The motivation for which a speaker is using a system also influences considerably its performance profile. We first describe a possible typology of applicant speakers as regards their objectives. Then we mention other relevant human factors.
When the user's goal is conformant with the purpose of the system, a cooperative (registered) speaker can be defined as an authorised applicant who is willing to be identified or as a genuine speaker who intends to be verified positively. Their counterpart in the impostor population would be a well-intentioned impostor , i.e. an impostor having the goal of being rejected.
When the user's goal and the system's purpose are inverse, an uncooperative (registered) speaker knows that he is being verified but wants the system to reject him. For instance, an uncooperative speaker is likely to use natural or artificial voice masking in order to remain anonymous. In contrast, an intentional impostor has the clear goal of being identified or verified though he is not registered (violation ), or to be identified as somebody else (usurpation ).
Here, a distinction must be made among intentional impostors depending on whether they previously have or have not been in contact with the voice of the authentic user whose identity they are claiming. We propose the term acquainted impostor to qualify an intentional impostor who has some knowledge of the voice of the authorised speaker, as opposedto unacquainted impostors , when the impostor has never been in contact with the genuine or authentic user. The degree of success of an acquainted intentional impostor will ultimately depend on his imitation skills.
The term casual impostor is often used to qualify speakers who are used as impostors in an evaluation, but who were not recorded with the explicit instruction to try to defeat the system. In the same way, the term casual registered speakers can be used to refer to a population of registered speakers who have not received an explicit instruction to succeed in being identified or verified positively.
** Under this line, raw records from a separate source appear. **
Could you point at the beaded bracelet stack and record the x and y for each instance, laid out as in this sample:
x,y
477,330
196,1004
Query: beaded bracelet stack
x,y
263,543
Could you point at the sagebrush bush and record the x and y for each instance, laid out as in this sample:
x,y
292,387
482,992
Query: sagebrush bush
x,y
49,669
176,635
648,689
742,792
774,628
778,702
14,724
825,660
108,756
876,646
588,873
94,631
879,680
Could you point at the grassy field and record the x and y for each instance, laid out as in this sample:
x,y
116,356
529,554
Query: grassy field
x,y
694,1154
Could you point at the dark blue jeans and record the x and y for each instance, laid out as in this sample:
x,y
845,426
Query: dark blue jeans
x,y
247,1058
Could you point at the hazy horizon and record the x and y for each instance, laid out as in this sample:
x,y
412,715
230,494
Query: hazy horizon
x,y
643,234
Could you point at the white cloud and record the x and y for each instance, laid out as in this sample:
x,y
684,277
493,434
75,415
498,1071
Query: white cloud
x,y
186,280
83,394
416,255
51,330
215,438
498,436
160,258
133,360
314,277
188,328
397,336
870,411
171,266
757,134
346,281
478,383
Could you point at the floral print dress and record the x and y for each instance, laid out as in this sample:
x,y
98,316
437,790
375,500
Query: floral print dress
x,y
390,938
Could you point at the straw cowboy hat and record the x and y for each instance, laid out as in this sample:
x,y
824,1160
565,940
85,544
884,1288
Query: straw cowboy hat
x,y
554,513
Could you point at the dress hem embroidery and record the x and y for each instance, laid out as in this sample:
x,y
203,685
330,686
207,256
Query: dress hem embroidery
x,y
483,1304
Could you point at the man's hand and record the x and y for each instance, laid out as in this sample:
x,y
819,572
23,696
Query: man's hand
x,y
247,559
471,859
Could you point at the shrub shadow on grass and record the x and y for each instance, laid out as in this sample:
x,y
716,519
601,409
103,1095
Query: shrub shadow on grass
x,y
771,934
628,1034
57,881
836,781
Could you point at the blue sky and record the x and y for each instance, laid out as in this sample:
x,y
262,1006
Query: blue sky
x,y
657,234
Here again, variants appear, depending on the way the experimenter chooses the claimed identity of a casual impostor in a verification experiment. A casual impostor can be tested against all registered users systematically, against all other registered speakers of the same sex , against all other registered speakers of the opposite sex, against k registered speaker chosen at random, against the k nearest neighbours in the registered population, etc.
Whereas, in a first approximation, a population of casual registered speakers may be relatively representative of a population of cooperative registered speakers , no test protocol using casual impostors can accurately approximate the behaviour of intentional impostors . In practice, a real impostor could try to vary his voice characteristics for a fixed identity along successive trials, until he succeeds in defeating the system, gives up, or until the system blacklists the genuine user. Or he may try as many registered identities as he can with his natural voice or a disguised voice, until he succeeds, gives up, or until the police arrives!
However, most laboratory evaluations use speech databases which have usually not been recorded in a real-world situation. Therefore they do not model accurately either cooperativeness or intentional imposture, and the impostor speakers are casual impostors . A frequent practice is to use an exhaustive attempt test configuration, for which each impostor is successively tested against each registered speaker . We suggest adopting a slightly different approach. Two distinct experiments should in fact be carried out: one for which each casual impostor utterance is tested against all registered identities of the same sex , and a second one for which each casual impostor utterance is tested against all registered identities of the opposite sex . The first experiment permits estimation of the rejection ability of a system towards unacquainted intentional impostors who would know the sex of the genuine speaker , even though casual impostors are almost well-intentioned impostors . The second experiment tests whether the system is really robust to cross-sex imposture. We will refer to these configurations as a selective attempt against all same-sex speakers and selective attempt against all cross-sex speakers respectively. In a first approximation, the proportion of successful violations does not depend on the number of registered speakers .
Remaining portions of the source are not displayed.